Сеня явно не горел желанием общаться с Гудковой, после того, что услышал и увидел. Но перечить Стасу не смел.

Стас открыл прозрачную дверь, они вошли внутрь.

Корнилов почувствовал легкую прохладу в сухом воздухе комнаты.

Они с Сеней осторожно, тихо прошли внутрь комнаты.

Стас увидел, что девочка сидя за столом, что-то рисует или пишет.

Она сидела в соответствующей позе и её правая рука, согнутая в локте то и дело подрагивала.

Слышно было, как она со скрипучим шорохом водит ручкой или фломастером по бумаге.

— Ксения. — вежливо и осторожно позвал Стас.

Шуршание ручки на бумаге не прекратилось. Ксения Гудкова игнорировала их появление.

Он подошли ближе. Двигались с двух сторон.

Стас знаком велел Сене не спешить.

— Ксения, меня зовут Стас… я и мой коллега офицеры Уголовного розыска…

Интенсивный шорох не прекращался. Ксения, склонив голову вниз продолжала что-то увлеченно рисовать.

Стасу показалось, что шорох стал громче, движения резче.

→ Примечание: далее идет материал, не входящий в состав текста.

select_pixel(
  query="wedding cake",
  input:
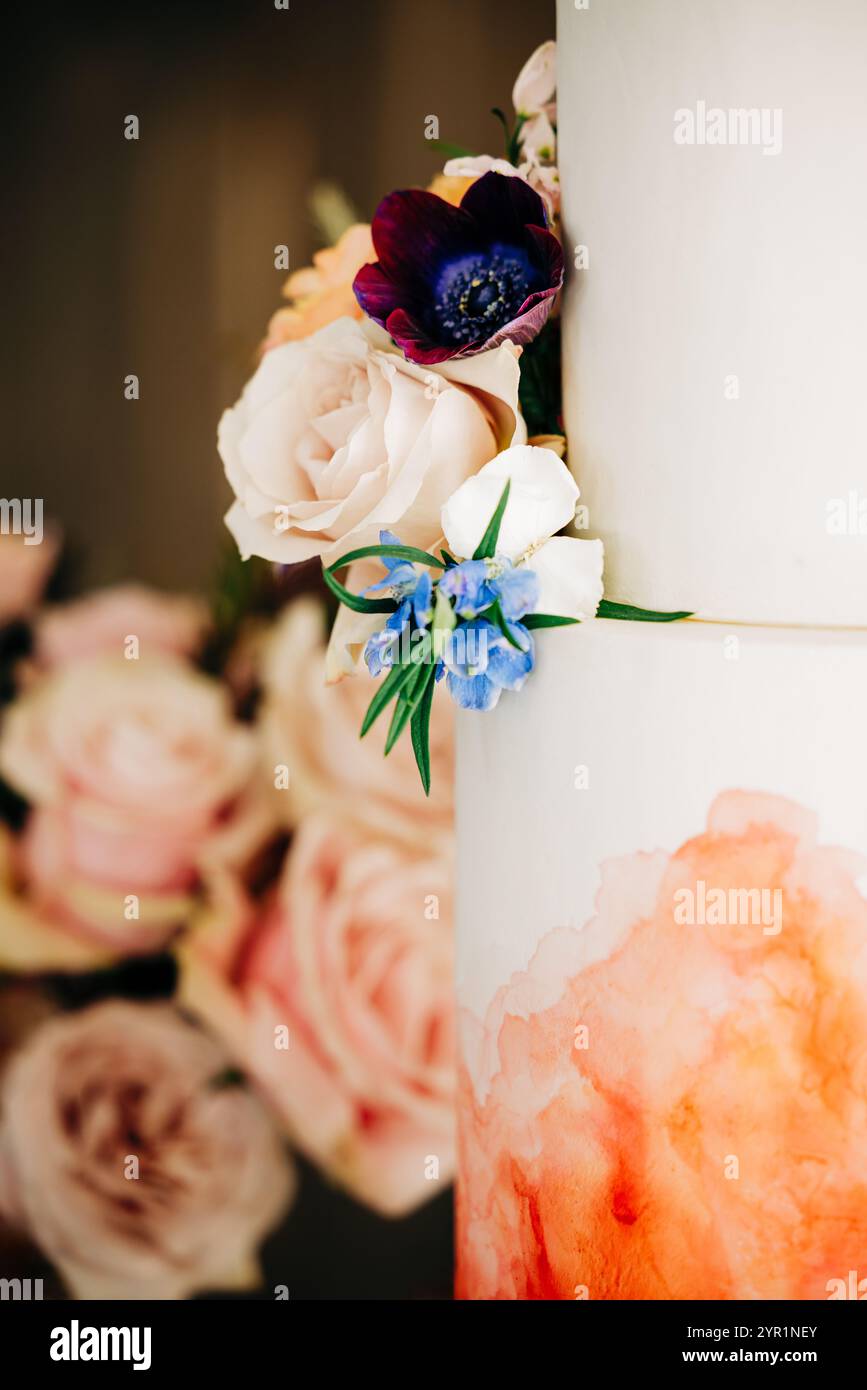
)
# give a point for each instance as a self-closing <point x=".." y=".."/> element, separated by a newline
<point x="663" y="844"/>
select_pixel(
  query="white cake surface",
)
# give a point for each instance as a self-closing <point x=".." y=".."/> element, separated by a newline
<point x="739" y="499"/>
<point x="659" y="720"/>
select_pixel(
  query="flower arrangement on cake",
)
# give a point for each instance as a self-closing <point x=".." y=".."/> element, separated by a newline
<point x="417" y="431"/>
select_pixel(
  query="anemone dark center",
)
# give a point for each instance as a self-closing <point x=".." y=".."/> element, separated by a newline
<point x="482" y="292"/>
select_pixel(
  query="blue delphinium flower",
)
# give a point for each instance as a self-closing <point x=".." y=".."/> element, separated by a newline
<point x="482" y="662"/>
<point x="474" y="585"/>
<point x="414" y="595"/>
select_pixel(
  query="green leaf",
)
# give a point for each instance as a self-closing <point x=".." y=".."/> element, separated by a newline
<point x="500" y="116"/>
<point x="450" y="150"/>
<point x="398" y="552"/>
<point x="405" y="706"/>
<point x="420" y="730"/>
<point x="354" y="601"/>
<point x="495" y="615"/>
<point x="548" y="620"/>
<point x="513" y="142"/>
<point x="391" y="687"/>
<point x="486" y="545"/>
<point x="539" y="385"/>
<point x="632" y="615"/>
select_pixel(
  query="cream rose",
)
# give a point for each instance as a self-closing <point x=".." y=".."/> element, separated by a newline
<point x="336" y="437"/>
<point x="131" y="1162"/>
<point x="350" y="965"/>
<point x="138" y="777"/>
<point x="311" y="730"/>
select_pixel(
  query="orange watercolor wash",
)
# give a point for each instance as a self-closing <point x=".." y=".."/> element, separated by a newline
<point x="710" y="1139"/>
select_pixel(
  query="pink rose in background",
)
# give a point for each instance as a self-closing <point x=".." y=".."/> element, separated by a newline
<point x="323" y="292"/>
<point x="104" y="620"/>
<point x="335" y="438"/>
<point x="138" y="777"/>
<point x="24" y="573"/>
<point x="127" y="1157"/>
<point x="352" y="962"/>
<point x="311" y="729"/>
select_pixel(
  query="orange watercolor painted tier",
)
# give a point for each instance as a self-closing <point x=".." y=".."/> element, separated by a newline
<point x="706" y="1136"/>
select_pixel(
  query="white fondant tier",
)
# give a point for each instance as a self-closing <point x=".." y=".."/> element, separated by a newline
<point x="716" y="346"/>
<point x="662" y="937"/>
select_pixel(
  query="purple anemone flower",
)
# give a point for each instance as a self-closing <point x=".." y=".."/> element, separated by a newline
<point x="455" y="281"/>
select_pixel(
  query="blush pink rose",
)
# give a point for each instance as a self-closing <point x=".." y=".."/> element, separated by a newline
<point x="93" y="1094"/>
<point x="338" y="435"/>
<point x="352" y="962"/>
<point x="324" y="291"/>
<point x="311" y="730"/>
<point x="138" y="777"/>
<point x="103" y="622"/>
<point x="24" y="573"/>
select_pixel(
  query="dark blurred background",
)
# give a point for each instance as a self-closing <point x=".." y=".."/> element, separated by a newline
<point x="156" y="257"/>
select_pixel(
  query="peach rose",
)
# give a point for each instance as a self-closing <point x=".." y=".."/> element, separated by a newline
<point x="311" y="730"/>
<point x="138" y="777"/>
<point x="104" y="620"/>
<point x="545" y="180"/>
<point x="129" y="1159"/>
<point x="24" y="573"/>
<point x="335" y="438"/>
<point x="706" y="1136"/>
<point x="323" y="292"/>
<point x="339" y="1005"/>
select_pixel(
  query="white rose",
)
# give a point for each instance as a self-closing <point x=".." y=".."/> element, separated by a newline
<point x="541" y="502"/>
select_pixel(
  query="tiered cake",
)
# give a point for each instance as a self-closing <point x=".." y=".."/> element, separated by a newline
<point x="663" y="844"/>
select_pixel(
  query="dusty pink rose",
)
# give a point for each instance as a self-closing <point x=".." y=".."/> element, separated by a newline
<point x="138" y="777"/>
<point x="129" y="1159"/>
<point x="106" y="620"/>
<point x="24" y="573"/>
<point x="311" y="730"/>
<point x="352" y="962"/>
<point x="706" y="1136"/>
<point x="323" y="292"/>
<point x="338" y="435"/>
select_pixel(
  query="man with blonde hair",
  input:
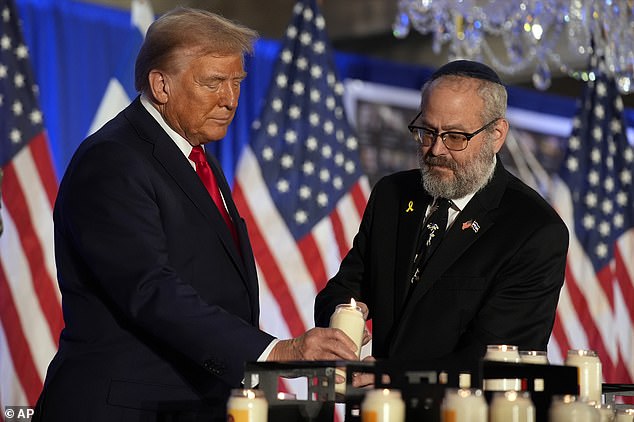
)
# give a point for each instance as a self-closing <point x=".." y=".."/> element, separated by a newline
<point x="156" y="271"/>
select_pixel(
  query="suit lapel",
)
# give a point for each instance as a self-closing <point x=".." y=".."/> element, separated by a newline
<point x="411" y="210"/>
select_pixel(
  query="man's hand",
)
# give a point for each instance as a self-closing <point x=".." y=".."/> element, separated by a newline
<point x="316" y="344"/>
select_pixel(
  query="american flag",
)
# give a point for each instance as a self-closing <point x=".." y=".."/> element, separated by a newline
<point x="30" y="310"/>
<point x="299" y="184"/>
<point x="596" y="199"/>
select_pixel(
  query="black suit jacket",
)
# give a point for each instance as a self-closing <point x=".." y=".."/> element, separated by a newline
<point x="160" y="305"/>
<point x="498" y="284"/>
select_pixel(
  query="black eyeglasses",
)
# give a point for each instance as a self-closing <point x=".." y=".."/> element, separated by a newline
<point x="454" y="141"/>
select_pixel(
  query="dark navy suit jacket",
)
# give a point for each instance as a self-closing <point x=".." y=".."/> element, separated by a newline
<point x="160" y="306"/>
<point x="494" y="279"/>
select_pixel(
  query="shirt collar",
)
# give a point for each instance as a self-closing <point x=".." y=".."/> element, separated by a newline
<point x="180" y="142"/>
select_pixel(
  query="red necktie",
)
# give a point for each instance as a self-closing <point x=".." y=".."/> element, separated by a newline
<point x="209" y="180"/>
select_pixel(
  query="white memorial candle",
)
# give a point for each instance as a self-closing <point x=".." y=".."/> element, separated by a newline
<point x="349" y="319"/>
<point x="569" y="408"/>
<point x="512" y="406"/>
<point x="502" y="353"/>
<point x="538" y="357"/>
<point x="589" y="369"/>
<point x="247" y="406"/>
<point x="383" y="406"/>
<point x="464" y="405"/>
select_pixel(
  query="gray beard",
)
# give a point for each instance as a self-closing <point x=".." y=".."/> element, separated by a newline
<point x="469" y="178"/>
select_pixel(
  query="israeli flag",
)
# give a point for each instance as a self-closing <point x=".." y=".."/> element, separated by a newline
<point x="120" y="90"/>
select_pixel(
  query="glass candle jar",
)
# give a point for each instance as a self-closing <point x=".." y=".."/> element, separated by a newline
<point x="589" y="370"/>
<point x="383" y="405"/>
<point x="502" y="353"/>
<point x="348" y="317"/>
<point x="247" y="406"/>
<point x="464" y="405"/>
<point x="512" y="406"/>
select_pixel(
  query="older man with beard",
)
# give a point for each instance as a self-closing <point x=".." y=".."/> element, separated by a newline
<point x="458" y="254"/>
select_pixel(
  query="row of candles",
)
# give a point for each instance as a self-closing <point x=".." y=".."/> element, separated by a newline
<point x="508" y="404"/>
<point x="459" y="405"/>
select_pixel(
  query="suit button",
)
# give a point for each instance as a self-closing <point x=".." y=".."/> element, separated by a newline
<point x="214" y="367"/>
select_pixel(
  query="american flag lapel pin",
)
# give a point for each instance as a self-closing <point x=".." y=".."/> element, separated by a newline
<point x="471" y="224"/>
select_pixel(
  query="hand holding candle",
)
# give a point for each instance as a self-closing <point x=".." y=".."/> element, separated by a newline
<point x="349" y="318"/>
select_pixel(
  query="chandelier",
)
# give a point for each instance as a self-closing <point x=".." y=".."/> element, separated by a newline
<point x="530" y="35"/>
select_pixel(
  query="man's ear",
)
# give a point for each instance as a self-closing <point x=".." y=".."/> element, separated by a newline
<point x="159" y="86"/>
<point x="499" y="134"/>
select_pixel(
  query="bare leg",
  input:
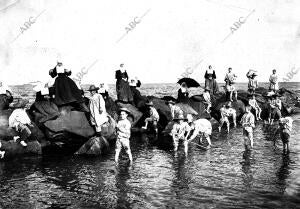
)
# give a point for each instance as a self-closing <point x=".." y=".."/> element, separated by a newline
<point x="234" y="119"/>
<point x="128" y="151"/>
<point x="186" y="147"/>
<point x="208" y="140"/>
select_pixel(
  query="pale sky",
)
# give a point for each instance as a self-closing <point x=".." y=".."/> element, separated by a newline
<point x="172" y="36"/>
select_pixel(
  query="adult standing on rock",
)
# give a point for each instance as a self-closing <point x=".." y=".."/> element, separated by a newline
<point x="97" y="109"/>
<point x="124" y="93"/>
<point x="210" y="80"/>
<point x="273" y="82"/>
<point x="66" y="90"/>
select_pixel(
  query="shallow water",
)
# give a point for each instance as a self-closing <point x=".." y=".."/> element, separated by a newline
<point x="217" y="178"/>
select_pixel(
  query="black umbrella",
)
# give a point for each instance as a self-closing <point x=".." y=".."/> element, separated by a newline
<point x="189" y="82"/>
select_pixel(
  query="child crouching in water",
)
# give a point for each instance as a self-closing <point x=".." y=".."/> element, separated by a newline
<point x="123" y="135"/>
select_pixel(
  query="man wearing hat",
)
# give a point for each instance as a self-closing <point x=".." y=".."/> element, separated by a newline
<point x="180" y="131"/>
<point x="153" y="117"/>
<point x="253" y="83"/>
<point x="226" y="112"/>
<point x="123" y="134"/>
<point x="230" y="80"/>
<point x="206" y="96"/>
<point x="97" y="109"/>
<point x="175" y="110"/>
<point x="247" y="122"/>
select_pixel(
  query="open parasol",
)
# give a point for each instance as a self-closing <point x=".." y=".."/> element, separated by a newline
<point x="189" y="82"/>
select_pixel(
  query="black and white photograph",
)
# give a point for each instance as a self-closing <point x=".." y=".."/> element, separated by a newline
<point x="150" y="104"/>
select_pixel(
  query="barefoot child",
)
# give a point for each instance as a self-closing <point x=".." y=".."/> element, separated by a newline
<point x="247" y="122"/>
<point x="284" y="129"/>
<point x="254" y="105"/>
<point x="201" y="127"/>
<point x="180" y="131"/>
<point x="206" y="97"/>
<point x="123" y="135"/>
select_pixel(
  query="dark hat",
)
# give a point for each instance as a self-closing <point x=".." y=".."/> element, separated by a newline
<point x="170" y="102"/>
<point x="180" y="117"/>
<point x="149" y="103"/>
<point x="124" y="109"/>
<point x="93" y="88"/>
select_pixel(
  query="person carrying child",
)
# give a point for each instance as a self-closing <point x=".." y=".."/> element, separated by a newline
<point x="284" y="129"/>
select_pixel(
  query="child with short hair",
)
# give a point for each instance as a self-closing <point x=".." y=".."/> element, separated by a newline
<point x="207" y="99"/>
<point x="247" y="122"/>
<point x="284" y="129"/>
<point x="123" y="134"/>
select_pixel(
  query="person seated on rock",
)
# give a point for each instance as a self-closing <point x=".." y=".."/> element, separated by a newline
<point x="273" y="82"/>
<point x="180" y="131"/>
<point x="275" y="109"/>
<point x="247" y="122"/>
<point x="284" y="129"/>
<point x="183" y="93"/>
<point x="254" y="106"/>
<point x="20" y="122"/>
<point x="175" y="110"/>
<point x="153" y="117"/>
<point x="123" y="134"/>
<point x="66" y="90"/>
<point x="103" y="90"/>
<point x="201" y="127"/>
<point x="230" y="80"/>
<point x="97" y="109"/>
<point x="124" y="93"/>
<point x="2" y="152"/>
<point x="226" y="112"/>
<point x="252" y="83"/>
<point x="207" y="100"/>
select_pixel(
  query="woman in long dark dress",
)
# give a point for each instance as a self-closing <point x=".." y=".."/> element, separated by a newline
<point x="65" y="89"/>
<point x="124" y="93"/>
<point x="210" y="80"/>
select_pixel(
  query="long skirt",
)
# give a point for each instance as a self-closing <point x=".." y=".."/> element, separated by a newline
<point x="212" y="85"/>
<point x="124" y="93"/>
<point x="66" y="91"/>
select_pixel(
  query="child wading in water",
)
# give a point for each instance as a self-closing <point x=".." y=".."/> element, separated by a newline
<point x="247" y="122"/>
<point x="123" y="135"/>
<point x="284" y="129"/>
<point x="207" y="99"/>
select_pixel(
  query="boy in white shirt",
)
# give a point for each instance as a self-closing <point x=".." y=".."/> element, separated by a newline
<point x="123" y="134"/>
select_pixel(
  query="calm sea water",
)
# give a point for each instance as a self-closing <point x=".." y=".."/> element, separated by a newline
<point x="217" y="178"/>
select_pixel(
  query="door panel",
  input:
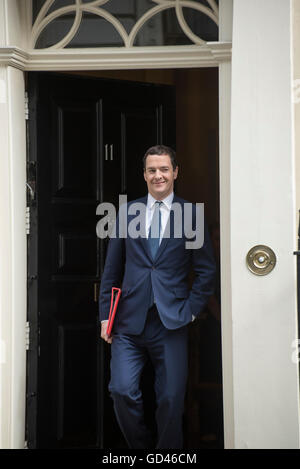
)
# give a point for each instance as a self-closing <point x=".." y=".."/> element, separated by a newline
<point x="87" y="140"/>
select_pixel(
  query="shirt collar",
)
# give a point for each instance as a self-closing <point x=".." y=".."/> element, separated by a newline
<point x="167" y="200"/>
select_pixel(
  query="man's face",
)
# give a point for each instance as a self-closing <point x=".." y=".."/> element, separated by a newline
<point x="160" y="175"/>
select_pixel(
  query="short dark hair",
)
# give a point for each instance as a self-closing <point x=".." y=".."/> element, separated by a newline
<point x="161" y="150"/>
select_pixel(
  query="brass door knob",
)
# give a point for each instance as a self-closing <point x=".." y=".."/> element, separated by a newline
<point x="261" y="260"/>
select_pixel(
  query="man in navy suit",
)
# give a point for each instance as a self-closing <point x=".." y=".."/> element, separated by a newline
<point x="156" y="304"/>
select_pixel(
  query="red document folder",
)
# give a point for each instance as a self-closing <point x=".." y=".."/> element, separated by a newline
<point x="115" y="296"/>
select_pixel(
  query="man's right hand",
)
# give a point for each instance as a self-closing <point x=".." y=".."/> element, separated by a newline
<point x="104" y="335"/>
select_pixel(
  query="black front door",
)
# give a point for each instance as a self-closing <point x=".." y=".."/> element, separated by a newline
<point x="86" y="141"/>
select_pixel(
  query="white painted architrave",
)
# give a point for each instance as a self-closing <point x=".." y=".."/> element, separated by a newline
<point x="262" y="211"/>
<point x="209" y="55"/>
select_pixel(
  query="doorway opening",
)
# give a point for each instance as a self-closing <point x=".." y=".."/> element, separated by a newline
<point x="181" y="107"/>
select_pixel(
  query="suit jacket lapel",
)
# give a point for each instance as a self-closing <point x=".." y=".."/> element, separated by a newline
<point x="143" y="240"/>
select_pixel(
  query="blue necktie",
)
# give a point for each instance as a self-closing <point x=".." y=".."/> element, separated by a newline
<point x="154" y="232"/>
<point x="153" y="239"/>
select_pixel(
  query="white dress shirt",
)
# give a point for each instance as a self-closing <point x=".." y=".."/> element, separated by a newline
<point x="165" y="209"/>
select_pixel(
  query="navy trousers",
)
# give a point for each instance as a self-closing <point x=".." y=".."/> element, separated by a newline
<point x="167" y="349"/>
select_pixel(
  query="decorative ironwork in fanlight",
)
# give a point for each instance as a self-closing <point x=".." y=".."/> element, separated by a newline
<point x="127" y="23"/>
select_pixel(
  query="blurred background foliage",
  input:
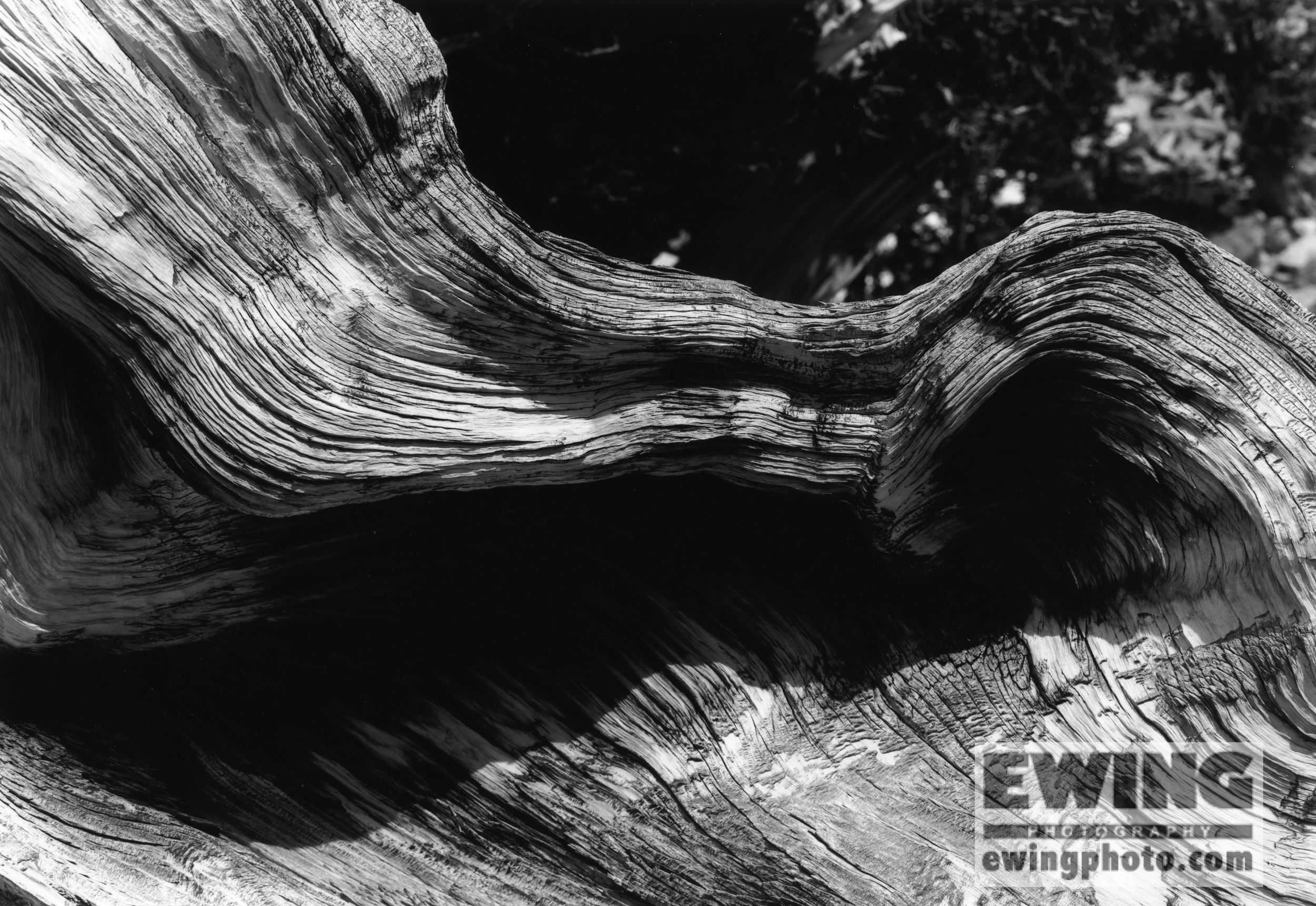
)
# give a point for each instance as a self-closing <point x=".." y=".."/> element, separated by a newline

Она их услышала. И это была реакция.

Они ей не нравились.

Стас чувствовал это. И видел.

Они подошли ближе.

Корнилов увидел на столе перед девушкой круглый, старинный будильник черного цвета. С короткими, черными ножками и двумя чёрными плоскими колокольчиками. На снежно-белом циферблате стрелки застыли, указывая время.

Девять часов, сорок минут. Время, когда она явилась домой и обнаружила своих родителей мёртвыми.

Рядом с часами на столе же сидел жуткого вида длинноносый клоун в черно-белой шляпе-цилиндре, из-под которого торчали чёрные кудри.

Комбинезон клоуна так же был чёрным, как и башмаки. Чёрным на белом лице были обведены губы и глаза.

Клоун устрашал своей обманчивой, психоделической веселостью.

Да и вся комната, если присмотреться напоминала комнату в кукольном доме.

Все какое-то словно мультяшное, ненастоящее, шутливое… фальшивая веселость и карикатурность комнаты ощутимо угнетала и давила.